A reduction in the civil-engineering business was necessary “to continuously improve the risk profile of the group,” Chief Executive Officer Roland Koch said in the statement. “In civil engineering on an international scale, a certain critical mass is a decisive success factor.”
Koch has been transforming the 134-year-old company from a builder into an engineering services specialist since taking the top job in 2011, and has made at least 13 acquisitions, according to data compiled by Bloomberg. Hochtief, Germany’s biggest builder, has meanwhile been reversing a push into services to concentrate on engineering projects.

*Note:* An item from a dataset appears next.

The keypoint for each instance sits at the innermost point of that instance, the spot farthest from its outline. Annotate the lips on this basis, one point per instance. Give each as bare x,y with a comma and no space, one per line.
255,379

Bilfinger shares jumped as much as 5.6 percent in Frankfurt, the biggest advance in almost a year. The stock was up 4 percent at 87.40 euros as of 11:13 a.m., giving the company a market value of about 4 billion euros.
Bilfinger also said today that first-quarter orders were at a similar level to those a year earlier, while a 1 percent increase in output volume to 1.9 billion euros was largely due to acquisitions. It reiterated a forecast for organic growth in all business segments this year.